Repository files navigation

EDPub Copy File Utility

This terraform module is provided as a template for DAACs to use in combination with EDPub's DAAC upload capabilities in order to upload documents to EDPub and have those documents staged in DAAC internal buckets.

Use Cases

  • A DAAC wants a cloud based web interface for uploading documents to an internal staging bucket without the hassle of developing their own website.

Features

  • S3 object trigger on file upload copies file from EDPub upload bucket's DAAC prefix to DAAC internal staging bucket.
  • DAAC copy file utility periodically scans EDPub upload bucket's DAAC prefix and copies created or updated files to DAAC internal staging bucket (similar to AWS CLI sync command).

Getting Started

Pre-requisites

The EDPub Copy File Utility uses the following Node and Terraform versions- also listed in .nvmrc and .terraform-version respectively:

Node: v18.14.1
Python: 3.8
Terraform: v0.13.6

Where To Deploy

This module can be deployed to any environment; however, it should be deployed in the us-west-2 AWS region; otherwise, additional modifications to the lambda source may be necessary.

How To Build

The module supports both javascript and python lambda runtimes. The benefit of the python deployment is that it is easy to modify the source code for testing in the aws lambda web console but instructrions for building both deployments are listed here. The runtime can be configured by setting the lambda_runtime terraform variable.

Javascript

If you make any changes to the src/index.js file, you will need to rebuild the lambda package. To build the module, you will need to run the following commands:

npm install --include=dev
npm run build
npm run package

Python

For local deployments, after you have modified the ./src_py/main.py file just run python create_package.py

Running the above commands will build the source and dependencies to a zip file which will be used for your deployment.

How To Deploy

To deploy, you will need to define the following variables in a .tfvars file:

# Required
prefix=""
daac_bucket=""
edpub_bucket=""
edpub_account_id=""
daac_prefix_in_edpub=""

# Optional - Defaults are define
region="us-west-2" // This can be changed; however, modifications to the lambda source may be necessary.
enable_s3_trigger=true // Change to false to utilize scan feature instead of s3 object trigger default.
scan_cron_value="rate(1 day)" // This AWS cron expression can be updated to any rate or cron value. This value is only utilized if enable_s3_trigger=false

The edpub_bucket, edpub_account_id, and daac_prefix_in_edpub variable values should be obtained from the EDPub development team.
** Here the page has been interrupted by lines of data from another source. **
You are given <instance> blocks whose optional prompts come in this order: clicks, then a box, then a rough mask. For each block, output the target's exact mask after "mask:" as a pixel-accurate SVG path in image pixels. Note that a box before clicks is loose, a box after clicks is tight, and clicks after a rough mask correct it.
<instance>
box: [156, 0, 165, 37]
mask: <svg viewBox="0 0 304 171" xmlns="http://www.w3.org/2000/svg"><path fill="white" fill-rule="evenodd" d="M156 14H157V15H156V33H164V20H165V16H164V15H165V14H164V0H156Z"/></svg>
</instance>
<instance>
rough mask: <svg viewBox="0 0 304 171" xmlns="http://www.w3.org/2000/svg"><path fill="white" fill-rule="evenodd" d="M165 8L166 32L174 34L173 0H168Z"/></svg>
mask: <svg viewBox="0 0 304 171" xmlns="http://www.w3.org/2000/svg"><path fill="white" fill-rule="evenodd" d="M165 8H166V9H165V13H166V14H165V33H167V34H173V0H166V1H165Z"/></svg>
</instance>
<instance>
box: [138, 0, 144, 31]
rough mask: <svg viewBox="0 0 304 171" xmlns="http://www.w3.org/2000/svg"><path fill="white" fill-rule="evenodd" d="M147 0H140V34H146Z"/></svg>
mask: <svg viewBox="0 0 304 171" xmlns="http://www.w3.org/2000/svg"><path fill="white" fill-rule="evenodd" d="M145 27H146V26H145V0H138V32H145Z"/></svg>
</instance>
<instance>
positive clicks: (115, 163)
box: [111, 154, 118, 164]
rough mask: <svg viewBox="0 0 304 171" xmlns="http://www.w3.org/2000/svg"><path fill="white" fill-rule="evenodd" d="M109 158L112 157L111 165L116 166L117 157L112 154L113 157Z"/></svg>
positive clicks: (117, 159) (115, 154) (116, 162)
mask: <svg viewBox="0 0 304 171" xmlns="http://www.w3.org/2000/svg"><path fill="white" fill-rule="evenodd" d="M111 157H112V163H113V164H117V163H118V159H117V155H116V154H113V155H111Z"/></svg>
After your .tfvars file is created and populated, you can run terraform init followed by terraform apply --auto-approve to deploy. If trying to deploy to an AWS account other than defined in your default profile, try AWS_PROFILE=<profile_name> terraform apply.

Once you have successfully deployed the module to your account, you should see output values for edpub_copy_file_utility_lambda_arn and edpub_copy_file_utility_role_arn. These are needed by the EDPub development team in order to then whitelist this lambda and iam role access to the EDPub upload bucket.
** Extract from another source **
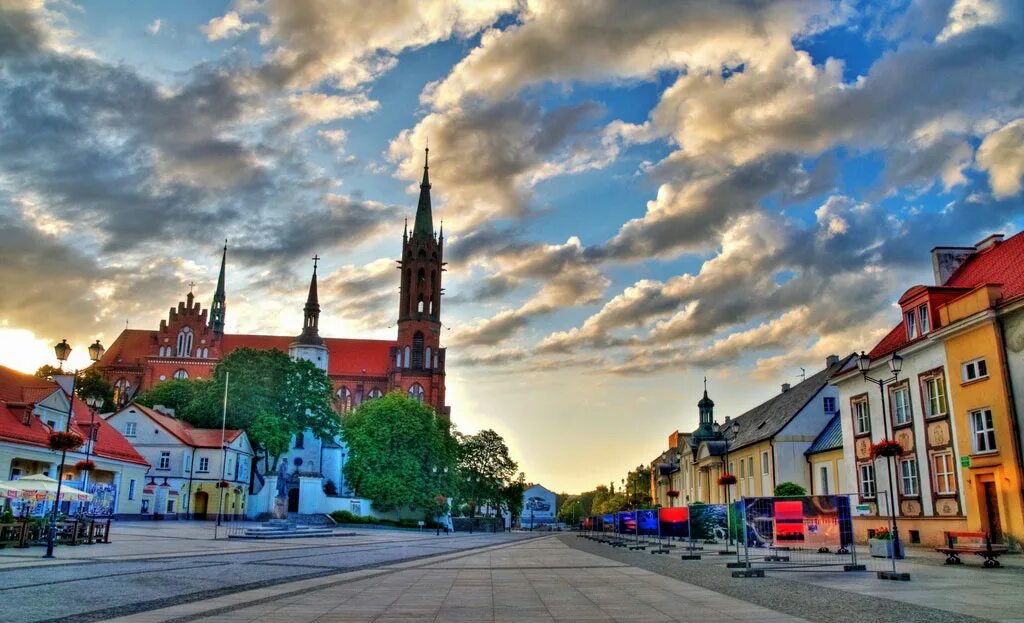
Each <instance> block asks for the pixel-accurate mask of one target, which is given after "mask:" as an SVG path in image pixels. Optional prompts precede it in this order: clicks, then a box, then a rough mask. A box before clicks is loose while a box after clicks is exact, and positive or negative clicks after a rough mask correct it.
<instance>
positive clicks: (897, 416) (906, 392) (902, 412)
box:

After providing these values alongside whether you will be using the s3 object trigger or scan approach to the EDPub development team, they will then add those whitelists. They will then notify you and your copy file utility will be ready to test.

Dependencies

AWS CLI s3 sync for Node.js: 4.3.1

@aws-sdk/client-s3: ^3.377.0

Troubleshooting

I deployed the module and everything was working then I destroyed and redeployed the stack but now I'm getting AccessDenied errors.

When you destroy the resources the EDPub Development Team added for whitelisting, the policy on the EDPub side of things will become malformed. To resolve this, let the EDPub Development Team know that you have destroy and redeployed your resources and provide the updated lambda and iam role arn to the team.